By David R. Francis
Christian Science MonitorAugust 4, 1999
There's a newly revealed fact few Americans would know: About 42,000 top corporate managers - 0.00016 percent of the total US population - own a fifth of corporate America. They are really wealthy. This is even news to many economists - a profession that often looks at companies because of their social importance and economic power.
Nowadays, with widespread prosperity and soaring stock prices, companies are seen mostly favorably. Businesses continue to downsize, chopping jobs of employees to save money. Finding new work, however, is relatively easy. So downsizing doesn't inspire the public contempt it has in the past. During the Great Depression, when the jobless rate reached 25 percent, companies were often portrayed as evil beasts. Executives were frequently reviled.
In 1932, in the classic book "The Modern Corporation and Private Property," Adolf Berle, who later became a New Deal brain-truster, and economist Gardiner Means, identified an immense gap between ownership and control. By 1928, stockholders numbered 18 million, up from 4.4 million in 1900. Though in theory stockholders owned a company, they were too numerous to exercise any control over management. Executives essentially ran companies as they saw fit.
Stockholders couldn't provide the oversight of non-owner managers to see that they maximized profits and secured the prosperity of a company for their benefit. Managers, it was feared, would rather seek for themselves the perquisites of power - cushy jobs, great salaries, fancy offices, chauffeur-driven limousines.
Shareholders had become simply investors - not real owners.
That separation of ownership and control, Berle and Means wrote, "destroys the very foundation on which the economic order of the past three centuries has rested."
This separation has bothered analysts and even politicians ever since. New research casts fresh light on the issue. Three business school economists, Clifford Holderness of Boston College, Randall Kroszner of the University of Chicago, and Dennis Sheehan of Pennsylvania State University, University Park, have found that bosses own twice as much of the companies they manage as they did in the Depression. To be specific, the top few executives and members of company boards owned on average 13 percent of 1,500 publicly traded companies in 1935. By 1995, they owned 21 percent of a comparable sample of 4,200 corporations.
That finding, published in an article in the April issue of the prestigious Journal of Finance, has caused a stir. Back in the 1930s, Berle and Means held that publicly held corporations were social as well as economic institutions that should have a social or public accountability. They saw the American economy increasingly dominated by industrial oligarchies and professional managers, and argued that companies should be controlled by government in the interests of the public.
That view, combined with the Depression and New Deal, led to the imposition of strict new rules on stock issues and securities trading. Companies were obliged to provide full disclosure of executive compensation and other financial information. The Securities and Exchange Commission was created to enforce the law.
For a time, it was thought that institutional money like pension funds, and mutual funds, with their huge piles of stock, might exercise some control over corporate management. Peter Drucker, the famed management guru, wrote of "pension socialism." But not too much has come of that. Now, the three professors find, the separation of ownership and management has diminished - contrary to what Berle and Means forecast.

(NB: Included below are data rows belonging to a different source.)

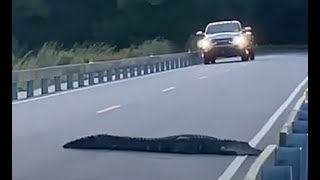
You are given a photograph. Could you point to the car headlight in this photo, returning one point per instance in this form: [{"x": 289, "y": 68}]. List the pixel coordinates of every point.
[
  {"x": 204, "y": 44},
  {"x": 240, "y": 41}
]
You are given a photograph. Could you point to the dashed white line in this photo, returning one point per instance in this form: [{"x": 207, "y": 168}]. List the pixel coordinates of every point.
[
  {"x": 108, "y": 109},
  {"x": 168, "y": 89},
  {"x": 203, "y": 77},
  {"x": 237, "y": 162}
]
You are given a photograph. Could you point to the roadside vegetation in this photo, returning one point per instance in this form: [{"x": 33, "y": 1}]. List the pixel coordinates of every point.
[{"x": 59, "y": 32}]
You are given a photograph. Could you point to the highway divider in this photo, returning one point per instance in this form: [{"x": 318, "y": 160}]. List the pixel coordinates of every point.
[
  {"x": 97, "y": 72},
  {"x": 289, "y": 159}
]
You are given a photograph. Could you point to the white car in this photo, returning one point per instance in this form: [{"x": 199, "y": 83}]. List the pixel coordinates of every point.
[{"x": 226, "y": 39}]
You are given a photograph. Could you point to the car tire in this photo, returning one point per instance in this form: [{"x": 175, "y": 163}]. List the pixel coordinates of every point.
[
  {"x": 213, "y": 60},
  {"x": 206, "y": 61},
  {"x": 252, "y": 56},
  {"x": 245, "y": 57}
]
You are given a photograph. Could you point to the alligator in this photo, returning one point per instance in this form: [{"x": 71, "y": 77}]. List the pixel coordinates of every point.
[{"x": 183, "y": 144}]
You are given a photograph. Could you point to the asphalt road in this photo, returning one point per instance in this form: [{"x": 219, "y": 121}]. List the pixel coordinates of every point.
[{"x": 226, "y": 100}]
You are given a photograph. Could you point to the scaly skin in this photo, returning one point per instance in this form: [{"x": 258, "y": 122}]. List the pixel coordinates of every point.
[{"x": 184, "y": 144}]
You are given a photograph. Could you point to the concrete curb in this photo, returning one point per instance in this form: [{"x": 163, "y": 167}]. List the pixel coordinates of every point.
[
  {"x": 265, "y": 158},
  {"x": 287, "y": 127},
  {"x": 268, "y": 155}
]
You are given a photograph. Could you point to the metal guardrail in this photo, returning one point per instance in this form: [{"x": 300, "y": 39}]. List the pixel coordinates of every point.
[
  {"x": 109, "y": 70},
  {"x": 289, "y": 159}
]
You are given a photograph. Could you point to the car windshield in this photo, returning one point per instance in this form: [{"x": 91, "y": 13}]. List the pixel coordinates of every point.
[{"x": 219, "y": 28}]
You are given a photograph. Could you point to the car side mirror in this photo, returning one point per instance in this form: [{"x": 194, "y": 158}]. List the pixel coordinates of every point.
[{"x": 199, "y": 33}]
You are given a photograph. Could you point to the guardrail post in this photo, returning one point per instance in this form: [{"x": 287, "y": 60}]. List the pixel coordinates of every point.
[
  {"x": 162, "y": 66},
  {"x": 44, "y": 86},
  {"x": 172, "y": 64},
  {"x": 100, "y": 76},
  {"x": 167, "y": 65},
  {"x": 300, "y": 140},
  {"x": 109, "y": 75},
  {"x": 57, "y": 83},
  {"x": 70, "y": 81},
  {"x": 181, "y": 63},
  {"x": 139, "y": 70},
  {"x": 132, "y": 71},
  {"x": 145, "y": 69},
  {"x": 176, "y": 62},
  {"x": 117, "y": 74},
  {"x": 157, "y": 67},
  {"x": 81, "y": 80},
  {"x": 125, "y": 72},
  {"x": 91, "y": 78},
  {"x": 30, "y": 88},
  {"x": 14, "y": 91},
  {"x": 151, "y": 68}
]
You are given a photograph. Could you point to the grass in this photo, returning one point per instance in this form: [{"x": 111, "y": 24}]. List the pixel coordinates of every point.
[{"x": 54, "y": 54}]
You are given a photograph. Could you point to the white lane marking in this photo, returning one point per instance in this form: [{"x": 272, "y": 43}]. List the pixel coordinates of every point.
[
  {"x": 203, "y": 77},
  {"x": 168, "y": 89},
  {"x": 100, "y": 85},
  {"x": 236, "y": 163},
  {"x": 108, "y": 109}
]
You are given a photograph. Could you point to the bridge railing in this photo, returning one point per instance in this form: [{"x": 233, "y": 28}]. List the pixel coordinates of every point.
[
  {"x": 53, "y": 79},
  {"x": 289, "y": 159}
]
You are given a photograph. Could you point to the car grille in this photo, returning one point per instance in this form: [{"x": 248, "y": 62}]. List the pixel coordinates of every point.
[{"x": 224, "y": 41}]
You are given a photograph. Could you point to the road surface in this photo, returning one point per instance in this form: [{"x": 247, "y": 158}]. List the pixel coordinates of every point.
[{"x": 225, "y": 100}]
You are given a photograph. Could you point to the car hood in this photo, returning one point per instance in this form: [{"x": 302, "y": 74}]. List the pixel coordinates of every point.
[{"x": 222, "y": 35}]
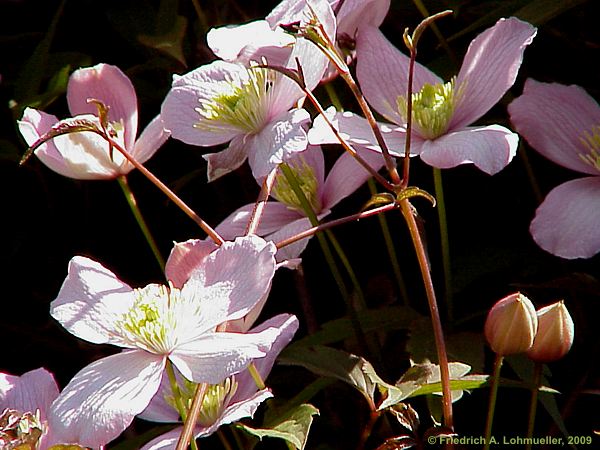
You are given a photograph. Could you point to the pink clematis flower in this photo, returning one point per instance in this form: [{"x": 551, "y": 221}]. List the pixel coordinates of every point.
[
  {"x": 265, "y": 39},
  {"x": 442, "y": 112},
  {"x": 24, "y": 410},
  {"x": 563, "y": 124},
  {"x": 155, "y": 324},
  {"x": 285, "y": 217},
  {"x": 224, "y": 403},
  {"x": 252, "y": 108},
  {"x": 85, "y": 155}
]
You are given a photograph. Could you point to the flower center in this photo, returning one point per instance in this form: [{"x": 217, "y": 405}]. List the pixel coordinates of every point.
[
  {"x": 432, "y": 108},
  {"x": 216, "y": 399},
  {"x": 282, "y": 190},
  {"x": 241, "y": 101},
  {"x": 20, "y": 431},
  {"x": 591, "y": 141},
  {"x": 154, "y": 318}
]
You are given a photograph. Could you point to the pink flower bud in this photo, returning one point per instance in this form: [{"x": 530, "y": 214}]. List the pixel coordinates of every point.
[
  {"x": 511, "y": 325},
  {"x": 555, "y": 333}
]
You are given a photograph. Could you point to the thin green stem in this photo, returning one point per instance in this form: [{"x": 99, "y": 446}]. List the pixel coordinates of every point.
[
  {"x": 537, "y": 378},
  {"x": 391, "y": 249},
  {"x": 139, "y": 218},
  {"x": 186, "y": 436},
  {"x": 445, "y": 242},
  {"x": 492, "y": 404},
  {"x": 335, "y": 100},
  {"x": 335, "y": 272},
  {"x": 224, "y": 440},
  {"x": 258, "y": 380},
  {"x": 438, "y": 332}
]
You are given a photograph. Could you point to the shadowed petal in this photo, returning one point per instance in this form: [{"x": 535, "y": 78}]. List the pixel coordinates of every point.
[
  {"x": 240, "y": 271},
  {"x": 151, "y": 139},
  {"x": 89, "y": 301},
  {"x": 213, "y": 357},
  {"x": 104, "y": 397},
  {"x": 276, "y": 142},
  {"x": 179, "y": 112},
  {"x": 566, "y": 223},
  {"x": 225, "y": 161},
  {"x": 113, "y": 88},
  {"x": 490, "y": 148},
  {"x": 356, "y": 131},
  {"x": 553, "y": 118},
  {"x": 382, "y": 71},
  {"x": 185, "y": 257},
  {"x": 490, "y": 67},
  {"x": 347, "y": 175},
  {"x": 275, "y": 215}
]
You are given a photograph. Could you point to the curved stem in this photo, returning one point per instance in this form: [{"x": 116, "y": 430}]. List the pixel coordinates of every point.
[
  {"x": 165, "y": 189},
  {"x": 188, "y": 427},
  {"x": 139, "y": 218},
  {"x": 537, "y": 378},
  {"x": 445, "y": 242},
  {"x": 333, "y": 223},
  {"x": 391, "y": 249},
  {"x": 407, "y": 212},
  {"x": 261, "y": 201},
  {"x": 492, "y": 405}
]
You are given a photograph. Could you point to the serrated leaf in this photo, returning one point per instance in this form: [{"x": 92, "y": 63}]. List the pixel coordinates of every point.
[
  {"x": 293, "y": 428},
  {"x": 349, "y": 368}
]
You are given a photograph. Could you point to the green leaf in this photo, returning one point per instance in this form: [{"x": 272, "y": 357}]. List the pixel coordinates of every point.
[
  {"x": 293, "y": 427},
  {"x": 351, "y": 369}
]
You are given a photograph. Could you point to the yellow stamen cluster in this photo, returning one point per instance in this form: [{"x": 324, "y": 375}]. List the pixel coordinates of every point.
[
  {"x": 216, "y": 399},
  {"x": 241, "y": 102},
  {"x": 432, "y": 108},
  {"x": 591, "y": 142},
  {"x": 305, "y": 175}
]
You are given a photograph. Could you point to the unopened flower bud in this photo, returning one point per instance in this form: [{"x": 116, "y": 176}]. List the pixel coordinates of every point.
[
  {"x": 555, "y": 333},
  {"x": 511, "y": 325}
]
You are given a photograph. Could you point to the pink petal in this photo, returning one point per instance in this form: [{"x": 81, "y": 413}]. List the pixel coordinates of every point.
[
  {"x": 213, "y": 357},
  {"x": 185, "y": 257},
  {"x": 250, "y": 42},
  {"x": 112, "y": 87},
  {"x": 277, "y": 142},
  {"x": 490, "y": 67},
  {"x": 382, "y": 71},
  {"x": 553, "y": 118},
  {"x": 566, "y": 223},
  {"x": 356, "y": 131},
  {"x": 225, "y": 161},
  {"x": 166, "y": 441},
  {"x": 32, "y": 126},
  {"x": 287, "y": 326},
  {"x": 33, "y": 390},
  {"x": 354, "y": 14},
  {"x": 104, "y": 397},
  {"x": 179, "y": 107},
  {"x": 347, "y": 175},
  {"x": 490, "y": 148},
  {"x": 241, "y": 271},
  {"x": 275, "y": 215},
  {"x": 90, "y": 300},
  {"x": 151, "y": 139}
]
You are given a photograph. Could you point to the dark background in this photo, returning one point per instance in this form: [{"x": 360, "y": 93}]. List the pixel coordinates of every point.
[{"x": 46, "y": 219}]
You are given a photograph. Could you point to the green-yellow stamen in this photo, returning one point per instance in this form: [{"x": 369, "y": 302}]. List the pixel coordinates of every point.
[
  {"x": 433, "y": 107},
  {"x": 239, "y": 102},
  {"x": 283, "y": 192},
  {"x": 591, "y": 142},
  {"x": 216, "y": 399}
]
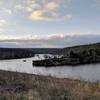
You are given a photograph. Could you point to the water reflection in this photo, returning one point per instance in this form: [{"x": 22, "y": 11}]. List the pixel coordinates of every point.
[{"x": 84, "y": 72}]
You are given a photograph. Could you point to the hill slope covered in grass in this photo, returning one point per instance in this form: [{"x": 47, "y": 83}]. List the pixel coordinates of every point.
[{"x": 17, "y": 86}]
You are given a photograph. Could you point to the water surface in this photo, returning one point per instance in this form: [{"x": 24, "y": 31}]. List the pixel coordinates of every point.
[{"x": 89, "y": 72}]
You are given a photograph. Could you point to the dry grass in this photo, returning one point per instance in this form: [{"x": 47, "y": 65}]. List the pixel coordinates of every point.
[{"x": 17, "y": 86}]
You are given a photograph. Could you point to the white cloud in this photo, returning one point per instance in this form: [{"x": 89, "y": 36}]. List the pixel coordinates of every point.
[
  {"x": 48, "y": 10},
  {"x": 52, "y": 5},
  {"x": 3, "y": 22},
  {"x": 8, "y": 11},
  {"x": 48, "y": 16},
  {"x": 54, "y": 40}
]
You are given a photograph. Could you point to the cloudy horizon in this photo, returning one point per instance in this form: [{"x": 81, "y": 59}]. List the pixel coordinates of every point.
[{"x": 49, "y": 23}]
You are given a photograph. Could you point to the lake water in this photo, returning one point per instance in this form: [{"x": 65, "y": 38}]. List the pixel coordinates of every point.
[{"x": 84, "y": 72}]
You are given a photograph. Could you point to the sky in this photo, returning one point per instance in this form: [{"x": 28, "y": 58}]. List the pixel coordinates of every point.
[{"x": 49, "y": 23}]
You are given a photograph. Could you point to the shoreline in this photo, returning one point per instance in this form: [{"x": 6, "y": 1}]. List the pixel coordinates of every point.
[{"x": 21, "y": 86}]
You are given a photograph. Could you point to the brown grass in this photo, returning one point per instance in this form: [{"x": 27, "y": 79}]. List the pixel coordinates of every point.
[{"x": 17, "y": 86}]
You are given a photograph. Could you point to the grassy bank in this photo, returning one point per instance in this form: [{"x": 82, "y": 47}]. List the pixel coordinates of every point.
[{"x": 17, "y": 86}]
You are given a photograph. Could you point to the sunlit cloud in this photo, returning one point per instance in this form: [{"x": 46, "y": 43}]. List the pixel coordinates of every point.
[
  {"x": 50, "y": 41},
  {"x": 3, "y": 22},
  {"x": 52, "y": 5},
  {"x": 48, "y": 16}
]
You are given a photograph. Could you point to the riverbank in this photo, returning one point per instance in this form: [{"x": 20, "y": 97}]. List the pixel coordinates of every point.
[{"x": 18, "y": 86}]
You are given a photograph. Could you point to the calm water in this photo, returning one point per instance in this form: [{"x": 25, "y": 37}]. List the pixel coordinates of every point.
[{"x": 85, "y": 72}]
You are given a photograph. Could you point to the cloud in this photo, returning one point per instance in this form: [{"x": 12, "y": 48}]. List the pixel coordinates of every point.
[
  {"x": 42, "y": 15},
  {"x": 48, "y": 16},
  {"x": 8, "y": 11},
  {"x": 3, "y": 22},
  {"x": 46, "y": 10},
  {"x": 54, "y": 40},
  {"x": 52, "y": 5}
]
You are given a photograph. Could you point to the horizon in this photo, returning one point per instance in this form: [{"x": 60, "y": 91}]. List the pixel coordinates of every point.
[{"x": 49, "y": 23}]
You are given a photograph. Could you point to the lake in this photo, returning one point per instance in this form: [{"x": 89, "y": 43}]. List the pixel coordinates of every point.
[{"x": 89, "y": 72}]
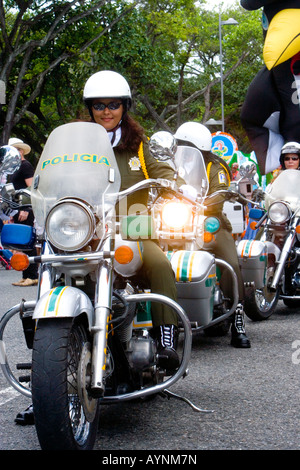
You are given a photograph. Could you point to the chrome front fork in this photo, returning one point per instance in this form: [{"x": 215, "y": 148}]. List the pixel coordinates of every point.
[{"x": 103, "y": 305}]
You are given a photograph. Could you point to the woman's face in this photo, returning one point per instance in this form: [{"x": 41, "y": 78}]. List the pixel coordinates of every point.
[
  {"x": 291, "y": 161},
  {"x": 108, "y": 118}
]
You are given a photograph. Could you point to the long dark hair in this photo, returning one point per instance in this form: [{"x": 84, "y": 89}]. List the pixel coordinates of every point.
[{"x": 132, "y": 134}]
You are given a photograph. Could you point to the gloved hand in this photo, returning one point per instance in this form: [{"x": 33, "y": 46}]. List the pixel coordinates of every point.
[{"x": 189, "y": 191}]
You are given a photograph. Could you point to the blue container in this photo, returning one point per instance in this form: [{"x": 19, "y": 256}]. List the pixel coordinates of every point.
[{"x": 18, "y": 236}]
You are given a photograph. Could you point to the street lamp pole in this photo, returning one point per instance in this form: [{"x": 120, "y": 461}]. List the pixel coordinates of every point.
[{"x": 230, "y": 21}]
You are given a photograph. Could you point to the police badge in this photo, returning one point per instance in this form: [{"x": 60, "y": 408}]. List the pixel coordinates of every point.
[{"x": 135, "y": 164}]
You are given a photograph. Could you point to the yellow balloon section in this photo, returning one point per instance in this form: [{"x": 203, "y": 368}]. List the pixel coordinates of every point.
[{"x": 283, "y": 37}]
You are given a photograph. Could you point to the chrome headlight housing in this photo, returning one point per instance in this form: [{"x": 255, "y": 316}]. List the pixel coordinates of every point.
[
  {"x": 70, "y": 225},
  {"x": 279, "y": 212}
]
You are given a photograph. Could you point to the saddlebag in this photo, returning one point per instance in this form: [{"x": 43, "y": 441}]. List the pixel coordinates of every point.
[{"x": 195, "y": 275}]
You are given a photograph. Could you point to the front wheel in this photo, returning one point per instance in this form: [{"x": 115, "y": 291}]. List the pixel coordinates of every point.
[
  {"x": 66, "y": 417},
  {"x": 261, "y": 303}
]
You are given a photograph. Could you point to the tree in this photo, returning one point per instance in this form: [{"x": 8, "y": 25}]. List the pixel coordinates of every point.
[
  {"x": 167, "y": 50},
  {"x": 37, "y": 37}
]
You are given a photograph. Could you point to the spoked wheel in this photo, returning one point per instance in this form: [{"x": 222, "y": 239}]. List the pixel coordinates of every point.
[
  {"x": 66, "y": 416},
  {"x": 261, "y": 303}
]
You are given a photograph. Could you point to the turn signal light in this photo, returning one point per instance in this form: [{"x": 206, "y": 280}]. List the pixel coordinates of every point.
[
  {"x": 123, "y": 254},
  {"x": 19, "y": 261},
  {"x": 207, "y": 237}
]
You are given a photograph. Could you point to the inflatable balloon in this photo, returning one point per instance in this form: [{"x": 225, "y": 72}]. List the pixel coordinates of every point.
[{"x": 271, "y": 114}]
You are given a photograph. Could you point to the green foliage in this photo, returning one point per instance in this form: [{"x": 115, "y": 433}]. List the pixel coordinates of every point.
[{"x": 168, "y": 51}]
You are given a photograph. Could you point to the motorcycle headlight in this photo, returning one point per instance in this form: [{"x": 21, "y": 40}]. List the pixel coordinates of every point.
[
  {"x": 176, "y": 215},
  {"x": 70, "y": 225},
  {"x": 279, "y": 212}
]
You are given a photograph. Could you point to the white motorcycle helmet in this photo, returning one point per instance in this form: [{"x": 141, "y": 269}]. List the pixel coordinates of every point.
[
  {"x": 289, "y": 147},
  {"x": 195, "y": 133},
  {"x": 107, "y": 84}
]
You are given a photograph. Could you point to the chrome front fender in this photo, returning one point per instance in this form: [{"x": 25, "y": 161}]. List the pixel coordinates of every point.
[{"x": 64, "y": 302}]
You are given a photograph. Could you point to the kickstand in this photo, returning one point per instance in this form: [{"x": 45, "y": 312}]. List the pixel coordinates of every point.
[{"x": 168, "y": 394}]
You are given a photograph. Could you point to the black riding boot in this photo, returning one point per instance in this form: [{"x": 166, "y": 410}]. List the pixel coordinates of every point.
[
  {"x": 168, "y": 357},
  {"x": 238, "y": 334}
]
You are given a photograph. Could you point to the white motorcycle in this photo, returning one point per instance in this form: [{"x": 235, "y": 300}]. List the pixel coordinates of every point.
[{"x": 271, "y": 265}]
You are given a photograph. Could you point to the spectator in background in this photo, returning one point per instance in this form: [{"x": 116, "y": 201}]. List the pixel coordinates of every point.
[{"x": 21, "y": 179}]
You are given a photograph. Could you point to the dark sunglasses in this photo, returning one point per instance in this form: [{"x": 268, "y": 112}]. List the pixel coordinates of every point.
[
  {"x": 286, "y": 159},
  {"x": 113, "y": 105}
]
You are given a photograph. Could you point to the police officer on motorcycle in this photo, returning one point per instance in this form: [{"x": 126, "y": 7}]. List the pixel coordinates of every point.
[
  {"x": 222, "y": 246},
  {"x": 107, "y": 96},
  {"x": 290, "y": 156}
]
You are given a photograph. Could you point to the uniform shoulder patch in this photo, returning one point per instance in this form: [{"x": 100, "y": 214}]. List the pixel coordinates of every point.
[{"x": 134, "y": 164}]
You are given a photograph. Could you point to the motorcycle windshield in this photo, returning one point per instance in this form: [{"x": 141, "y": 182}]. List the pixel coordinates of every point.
[
  {"x": 191, "y": 167},
  {"x": 286, "y": 187},
  {"x": 77, "y": 161}
]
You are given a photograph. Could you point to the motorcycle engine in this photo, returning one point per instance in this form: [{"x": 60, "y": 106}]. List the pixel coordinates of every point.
[{"x": 141, "y": 352}]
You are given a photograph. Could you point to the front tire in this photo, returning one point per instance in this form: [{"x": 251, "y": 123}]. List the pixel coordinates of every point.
[
  {"x": 60, "y": 417},
  {"x": 261, "y": 303}
]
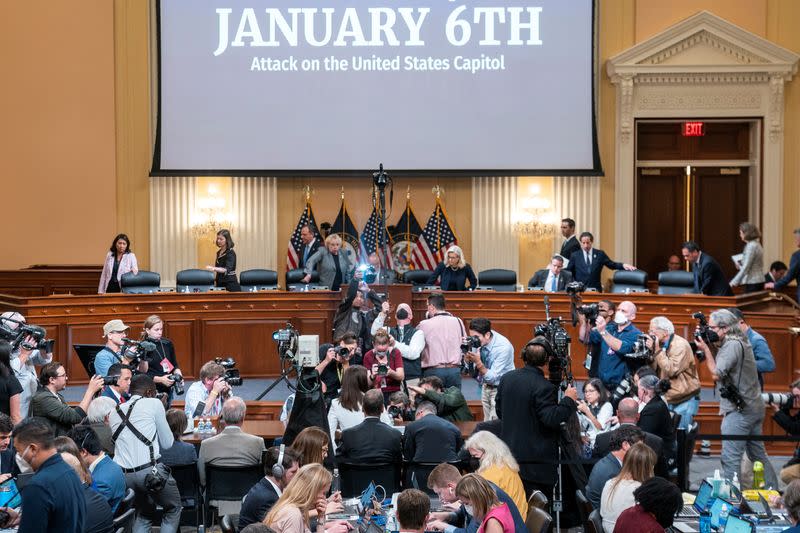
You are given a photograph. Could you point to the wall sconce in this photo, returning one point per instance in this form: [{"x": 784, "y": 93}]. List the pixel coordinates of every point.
[{"x": 534, "y": 218}]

What is the significance? For a start, for huge companies, there has not been much change. Managerial equity amounted to 5.3 percent of the biggest 10 percent in 1935 for firms worth more than $1.3 billion in 1995 dollars. It has grown to 5.4 percent for companies valued at $4.4 billion plus in 1995. The average size of companies has grown. Most executives are not wealthy enough to own a large chunk of these huge companies, even with cheap stock options, notes Mr. Kroszner. But in constant dollars they own more stock.
For 90 percent of firms, the hike in management ownership is dramatic. Importantly, the change aligns management interests more with shareholder interests, says Kroszner. Both benefit if the bottom line grows and the stock price rises as a result.
The three professors see other ways management has been tamed. The constant wave of corporate takeovers puts managers at risk if they aren't performing well. Executive pay is structured to encourage performance. Foreign companies offer highly competitive products in the United States. Wall Street has put increased pressure on managers to focus on creating corporate value for shareholders, rather than for other corporate "stakeholders" such as employees and community. That focus, argues Kroszner, is ultimately good for workers and communities because it increases corporate efficiency and national productivity. Think more of the bosses as owners as well as managers.